Peki Sevr'de ne oldu? Onu da bizzat Atatürk'ün ağzından ve Nutuk'tan nakledelim:

"Sevr'de, 'Fırat'ın doğusunda ve Ermenistan, Irak ve Suriye arasında kalan bölge için İtilâf Devletleri temsilcilerinden kurulacak bir komisyon özerk bir yönetim şekli hazırlayacaktır.' deniliyordu.

Lozan'da, elbette bu talepler söz konusu ettirilmemiştir."

Lozan'da söz konusu bile ettirilmeyen özerk yönetim şekli, şimdi hem Irak, hem Suriye hem de Türkiye için söz konusu ediliyor! Hem de Türkiye'yi yönetenler tarafından.

SURİYE'DEKİ OYUNUN ASIL SEBEBİ

ENERJİ YOLLARINI KONTROL ETMEK!

Brezilyalı gazeteci ve enerji hatları üzerinde incelemeleri olan Pepe Escobar, 2015 yılında "Suriye: Nihai pipelineistan savaşı" başlıklı bir inceleme yayınladı. Escobar, "pipelineistan" kelimesini, "boru hatları ülkesi" anlamında kullanıyordu.

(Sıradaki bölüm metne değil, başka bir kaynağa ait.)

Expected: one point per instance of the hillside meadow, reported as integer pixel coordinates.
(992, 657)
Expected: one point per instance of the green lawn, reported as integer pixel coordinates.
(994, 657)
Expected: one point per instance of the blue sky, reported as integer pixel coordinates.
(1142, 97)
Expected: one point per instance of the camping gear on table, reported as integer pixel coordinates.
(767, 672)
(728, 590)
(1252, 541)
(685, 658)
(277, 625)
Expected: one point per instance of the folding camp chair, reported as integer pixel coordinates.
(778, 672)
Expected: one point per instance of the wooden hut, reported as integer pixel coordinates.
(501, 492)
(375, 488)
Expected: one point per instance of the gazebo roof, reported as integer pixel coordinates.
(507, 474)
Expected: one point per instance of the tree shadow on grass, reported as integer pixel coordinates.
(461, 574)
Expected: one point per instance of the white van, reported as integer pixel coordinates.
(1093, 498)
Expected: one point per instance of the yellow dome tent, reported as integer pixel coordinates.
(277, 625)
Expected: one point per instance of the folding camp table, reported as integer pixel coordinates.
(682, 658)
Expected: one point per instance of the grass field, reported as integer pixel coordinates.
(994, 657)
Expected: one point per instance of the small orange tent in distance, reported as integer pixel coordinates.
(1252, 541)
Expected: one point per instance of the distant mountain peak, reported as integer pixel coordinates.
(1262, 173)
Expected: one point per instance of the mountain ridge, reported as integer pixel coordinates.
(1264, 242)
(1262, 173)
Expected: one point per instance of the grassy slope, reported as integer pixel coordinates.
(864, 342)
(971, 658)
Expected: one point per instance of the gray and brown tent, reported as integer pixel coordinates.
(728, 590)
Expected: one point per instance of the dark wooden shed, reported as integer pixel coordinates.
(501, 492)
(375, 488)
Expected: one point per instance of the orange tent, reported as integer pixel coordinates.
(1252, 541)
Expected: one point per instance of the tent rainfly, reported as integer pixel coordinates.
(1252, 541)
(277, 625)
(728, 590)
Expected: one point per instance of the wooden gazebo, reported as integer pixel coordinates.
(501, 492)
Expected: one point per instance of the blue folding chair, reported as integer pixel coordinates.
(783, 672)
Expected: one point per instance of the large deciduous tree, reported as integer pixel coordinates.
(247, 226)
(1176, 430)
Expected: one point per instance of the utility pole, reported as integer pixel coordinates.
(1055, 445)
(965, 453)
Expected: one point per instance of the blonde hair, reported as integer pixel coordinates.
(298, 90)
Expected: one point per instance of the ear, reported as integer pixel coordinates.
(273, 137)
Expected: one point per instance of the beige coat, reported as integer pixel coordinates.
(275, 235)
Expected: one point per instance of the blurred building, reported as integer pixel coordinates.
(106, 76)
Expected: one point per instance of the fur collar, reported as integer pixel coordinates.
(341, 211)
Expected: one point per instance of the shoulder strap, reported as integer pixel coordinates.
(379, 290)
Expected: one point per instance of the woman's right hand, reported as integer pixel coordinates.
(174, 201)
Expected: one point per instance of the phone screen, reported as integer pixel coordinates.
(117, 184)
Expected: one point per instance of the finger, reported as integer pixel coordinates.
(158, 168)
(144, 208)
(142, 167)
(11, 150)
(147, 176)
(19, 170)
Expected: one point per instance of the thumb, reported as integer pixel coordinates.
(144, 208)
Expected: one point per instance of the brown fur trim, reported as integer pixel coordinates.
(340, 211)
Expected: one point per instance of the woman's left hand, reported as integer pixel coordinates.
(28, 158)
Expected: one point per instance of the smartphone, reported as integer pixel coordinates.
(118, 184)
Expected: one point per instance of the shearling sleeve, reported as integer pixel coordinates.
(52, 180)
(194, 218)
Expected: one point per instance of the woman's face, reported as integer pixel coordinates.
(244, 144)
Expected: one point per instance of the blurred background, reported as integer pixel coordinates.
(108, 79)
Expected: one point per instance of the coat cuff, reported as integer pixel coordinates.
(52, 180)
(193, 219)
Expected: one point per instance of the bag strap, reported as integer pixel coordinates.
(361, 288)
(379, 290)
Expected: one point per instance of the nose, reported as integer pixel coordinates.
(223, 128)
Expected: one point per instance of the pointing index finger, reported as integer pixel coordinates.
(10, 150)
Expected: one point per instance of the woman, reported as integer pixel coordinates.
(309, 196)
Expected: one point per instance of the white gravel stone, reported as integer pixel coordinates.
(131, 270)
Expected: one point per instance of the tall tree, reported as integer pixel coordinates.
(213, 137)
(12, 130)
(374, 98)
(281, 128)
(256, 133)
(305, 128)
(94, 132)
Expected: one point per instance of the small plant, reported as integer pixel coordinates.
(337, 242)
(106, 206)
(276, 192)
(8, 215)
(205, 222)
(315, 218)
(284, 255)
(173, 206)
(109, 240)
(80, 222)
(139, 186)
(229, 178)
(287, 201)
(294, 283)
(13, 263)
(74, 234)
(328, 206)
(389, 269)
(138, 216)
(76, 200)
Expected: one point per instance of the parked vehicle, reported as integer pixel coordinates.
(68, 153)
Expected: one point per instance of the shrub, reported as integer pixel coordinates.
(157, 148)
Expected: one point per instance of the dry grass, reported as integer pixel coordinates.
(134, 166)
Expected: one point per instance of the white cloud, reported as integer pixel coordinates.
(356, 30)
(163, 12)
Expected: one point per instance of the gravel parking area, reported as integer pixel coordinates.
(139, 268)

Escobar'a göre, Suriye'deki çatışmanın işaret fişeği, 2009'da Katar'ın, Şam'a, kendi doğal gazını Akdeniz'e ve oradan da Avrupa'ya ulaştırmak için Suudi Arabistan, Ürdün ve Suriye'den zikzaklar çizerek Türkiye'ye kadar uzanacak bir boru hattı önermesiyle atıldı.

Şam ise buna karşı farklı bir projeye imtiyaz vererek, 2010'da 10 milyar dolarlık İran-Irak-Suriye (İslami Boru Hattı) tasarısını seçti.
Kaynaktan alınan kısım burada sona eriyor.